2. In the case of joint holders of a share the vote of the senior who tenders a vote, whether in person or by proxy, shall
be accepted to the exclusion of the votes of the other joint holders and for this purpose seniority shall be determined
by the order in which the names stand in the register in respect of the joint holding.
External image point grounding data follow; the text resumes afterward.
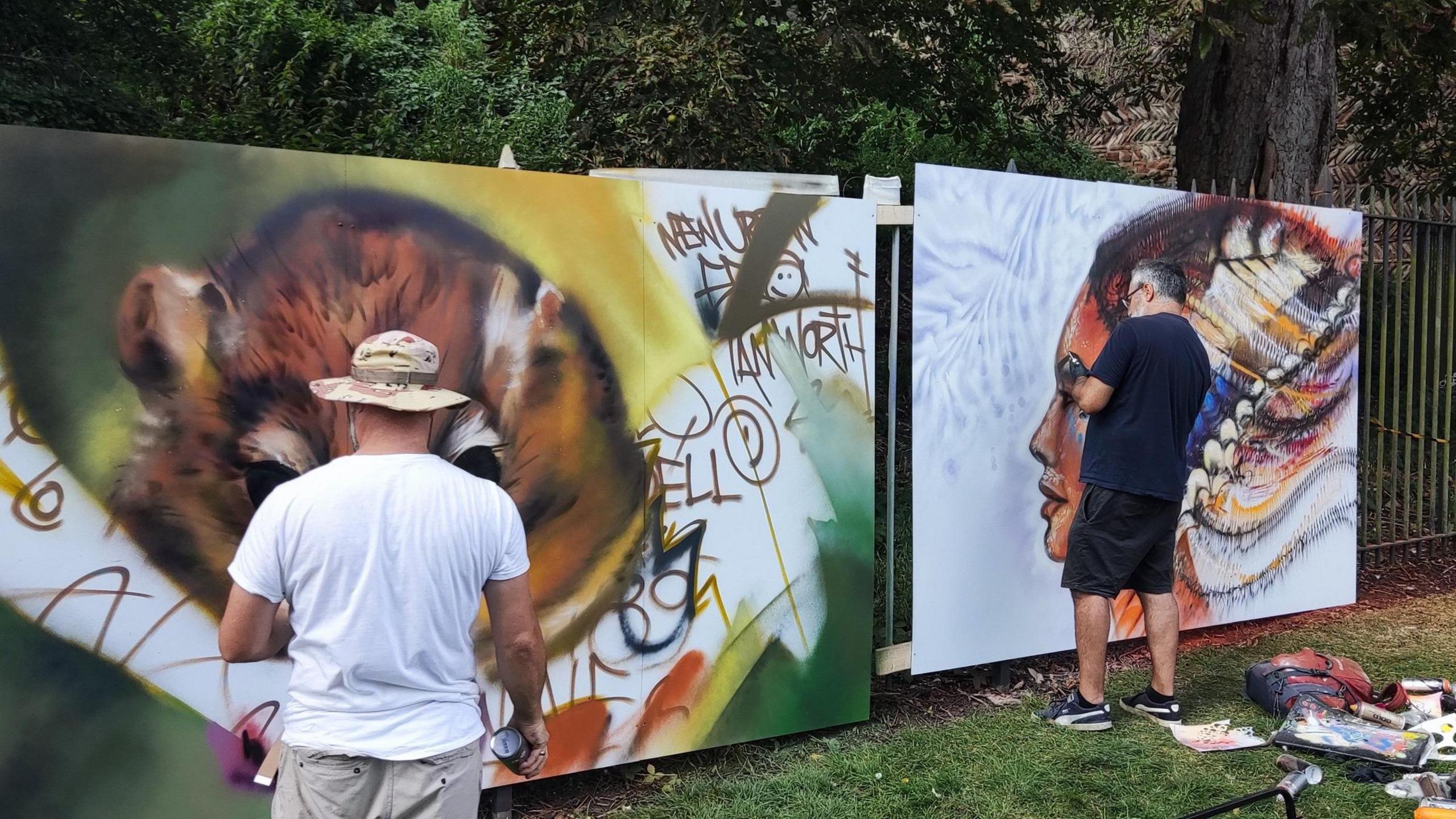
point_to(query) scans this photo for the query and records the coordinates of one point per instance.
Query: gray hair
(1167, 278)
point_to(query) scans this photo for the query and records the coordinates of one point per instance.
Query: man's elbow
(524, 651)
(233, 652)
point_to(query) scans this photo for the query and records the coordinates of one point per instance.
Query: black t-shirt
(1160, 374)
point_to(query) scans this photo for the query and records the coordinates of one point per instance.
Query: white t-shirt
(382, 560)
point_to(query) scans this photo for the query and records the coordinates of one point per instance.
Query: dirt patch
(900, 701)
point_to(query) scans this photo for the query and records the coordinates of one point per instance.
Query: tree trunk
(1260, 107)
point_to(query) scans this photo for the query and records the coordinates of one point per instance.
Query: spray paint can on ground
(1426, 685)
(510, 748)
(1378, 714)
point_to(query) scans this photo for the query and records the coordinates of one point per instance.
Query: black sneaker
(1072, 714)
(1165, 714)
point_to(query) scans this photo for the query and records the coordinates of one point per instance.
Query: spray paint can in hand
(510, 748)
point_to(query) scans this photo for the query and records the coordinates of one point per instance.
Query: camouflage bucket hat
(394, 369)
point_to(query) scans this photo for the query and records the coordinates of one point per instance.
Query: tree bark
(1260, 107)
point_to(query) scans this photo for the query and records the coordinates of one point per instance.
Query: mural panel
(673, 384)
(1014, 271)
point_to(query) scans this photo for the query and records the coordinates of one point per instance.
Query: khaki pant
(316, 784)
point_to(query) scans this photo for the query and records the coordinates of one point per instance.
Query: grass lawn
(1002, 763)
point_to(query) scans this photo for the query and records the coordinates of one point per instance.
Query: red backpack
(1338, 682)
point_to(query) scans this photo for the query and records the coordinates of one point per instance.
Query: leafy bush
(763, 85)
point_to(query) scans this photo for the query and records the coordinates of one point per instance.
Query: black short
(1120, 541)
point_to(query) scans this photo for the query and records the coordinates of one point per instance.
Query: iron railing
(1408, 363)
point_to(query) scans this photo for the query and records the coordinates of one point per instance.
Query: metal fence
(1408, 366)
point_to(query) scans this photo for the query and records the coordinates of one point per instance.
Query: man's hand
(1069, 372)
(520, 655)
(535, 734)
(1074, 378)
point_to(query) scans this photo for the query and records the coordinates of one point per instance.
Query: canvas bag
(1338, 682)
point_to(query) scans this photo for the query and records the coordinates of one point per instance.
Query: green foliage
(91, 65)
(762, 85)
(783, 85)
(415, 84)
(1397, 59)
3. To be valid, a form of proxy and the power of attorney or other authority (if any) under which it is signed (or a
notarially certified copy thereof) must be deposited at 12/F, Ming An Plaza Phase II, 8 Sunning Road, Causeway
Bay, Hong Kong not less than 48 hours before the time appointed for the holding of the above meeting or any
adjournment thereof.
4. The register of members will be closed from 19 August, 2002 to 21 August, 2002 inclusive during which period no
share transfers can be registered. In order to be eligible to vote in the above ordinary resolution, holders of shares
whose transfers have not been registered shall deposit the transfers at the Company’s Share Registrars,
Computershare Hong Kong Investor Services Limited at Rooms 1901-5, 19th Floor, Hopewell Centre, 183 Queen’s
Road East, Hong Kong together with the relevant share certificates not later than 4:00 p.m. on Friday, 16 August,
2002.
5. CIHK and its associates (within the meaning of the Rules Governing the Listing of Securities on the Stock Exchange
of Hong Kong Limited), will abstain from voting at the EGM in respect of the ordinary resolution to be proposed
at the EGM to approve the Sale and Purchase Agreement and the transactions contemplated thereunder.